Kim in China: Prelude to next Kim-Trump summit?
News that Kim is visiting China is reinforcing rumors that Kim will meet Trump, possibly in Vietnam, in the near future, for a critical second summit
North Korean leader Kim Jong Un is visiting China from January 7 to 10 at the invitation of Chinese President Xi Jinping, Chinese news agency Xinhua reported Tuesday without giving further details.
China remains North Korea’s closest ally, extending a cross-border economic lifeline to the cash-strapped and heavily sanctioned state, and China has called for economic sanctions on North Korea to be eased.
While there have been tensions between Beijing and Pyongyang, the two Korean War allies retain close ties, with China being North Korea’s most important ally as the two nations face off against the United States.
The timing of Kim’s trip to China could be highly significant, potentially suggesting an imminent summit with US President Donald Trump. In 2018, Kim met Xi for discussions prior to his first summits with both South Korean President Moon Jae-in in April and with Trump in June.
Moon had been expecting to meet Kim in Seoul in December – a meeting that did not transpire for unexplained reasons. Meanwhile, Washington has given multiple indications there will be a meeting between Kim and Trump in January or February.
Vietnam to host summit?
While no date for the second Kim-Trump summit has yet been set, nor has a location been decided, South Korean daily the Munhwa Ilbo reported Monday that the meeting could take place in Hanoi.
According to the newspaper, which cited unnamed diplomatic sources for its report, US State Department officials have met multiple times with their counterparts in Hanoi to discuss the summit.
“There is a very short list of places which are suitable candidates [for the summit],” Andrei Lankov, a North Korea expert at Seoul’s Kukmin University, told Asia Times. “They have to be within flying distance of North Korean government planes, which is 6-7 hours flight time from Pyongyang.”

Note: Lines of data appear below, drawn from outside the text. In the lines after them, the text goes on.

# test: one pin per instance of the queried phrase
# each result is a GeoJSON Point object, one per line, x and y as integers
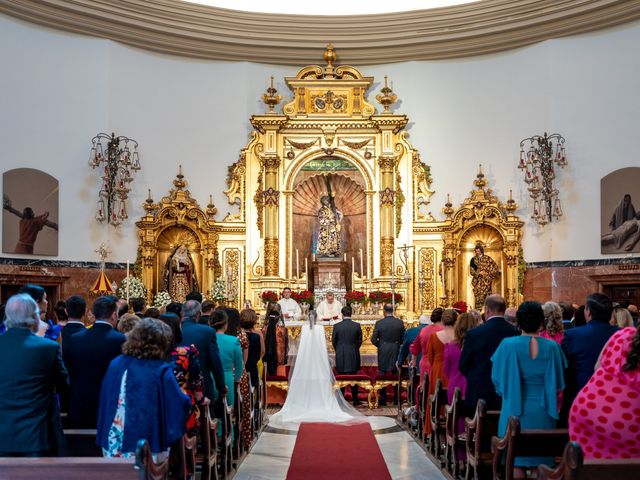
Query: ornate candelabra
{"type": "Point", "coordinates": [119, 163]}
{"type": "Point", "coordinates": [537, 163]}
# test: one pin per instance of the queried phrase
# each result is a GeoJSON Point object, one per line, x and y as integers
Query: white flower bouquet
{"type": "Point", "coordinates": [219, 291]}
{"type": "Point", "coordinates": [135, 288]}
{"type": "Point", "coordinates": [162, 299]}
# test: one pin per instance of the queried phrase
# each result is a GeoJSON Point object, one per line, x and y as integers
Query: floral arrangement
{"type": "Point", "coordinates": [218, 291]}
{"type": "Point", "coordinates": [461, 306]}
{"type": "Point", "coordinates": [269, 296]}
{"type": "Point", "coordinates": [162, 299]}
{"type": "Point", "coordinates": [135, 288]}
{"type": "Point", "coordinates": [355, 296]}
{"type": "Point", "coordinates": [304, 297]}
{"type": "Point", "coordinates": [379, 296]}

China and Russia have a contentious relationship with the United States, while Japan has a contentious relationship, and no diplomatic relations, with North Korea, indicating those three nations are out of the running.
Lankov suggested that leaves Malaysia, Mongolia, Singapore and Vietnam. However, Malaysia would be an unlikely candidate due to the assassination of Kim Jong Un’s half-brother Kim Jong Nam in Kuala Lumpur in 2017.
Vietnam enjoys diplomatic relations with both the United States and North Korea. Pyongyang assisted Hanoi during its war against the US, sending fighter pilots to help defend North Vietnamese airspace.
Washington’s diplomatic relations with Hanoi are more recent. However, from the US perspective, Vietnam could send meaningful messages to Kim. It is believed that one reason Washington sought Singapore as a summit location last June was to showcase the prosperity of an open society.
For similar reasons, Hanoi would showcase the capital of a communist-party run nation that formerly fought a war against the United States, but has reformed its economy and enjoys solid ties with its former enemy.
Progress and compromise
On Sunday, Trump told reporters in Washington that North Korea and the United States were negotiating a location for their anticipated summit, and that “it will be announced probably in the not-too-distant future.”
Kim and Trump – two leaders who both take a top-down approach to leadership – have much to discuss, given that the two forged apparently amicable relations in Singapore last June, and both Kim and Trump have publicly praised one another since.
However, their chief negotiators, ex-general Kim Yong Chol and Secretary of State Mike Pompeo, have failed to make any progress in narrowing the gap between the two nations.
The United States insists on maintaining sanctions pressure until denuclearization is complete. North Korea has demanded eased sanctions and progress on formally ending the 1950-53 Korean War as part of the overall process of denuclearizing and improving bilateral relations.
Amid this unpromising situation, much hangs on the outcome of the second summit where the two leaders can negotiate face to face.
“Objectively, [a Kim-Trump summit] is the only place where a meaningful compromise can be reached,” Lankov said. “The question is whether the US side is interested in a compromise: the official line is ‘all or nothing.’ Trump can negotiate a compromise, but whether he will or not – that is the question.”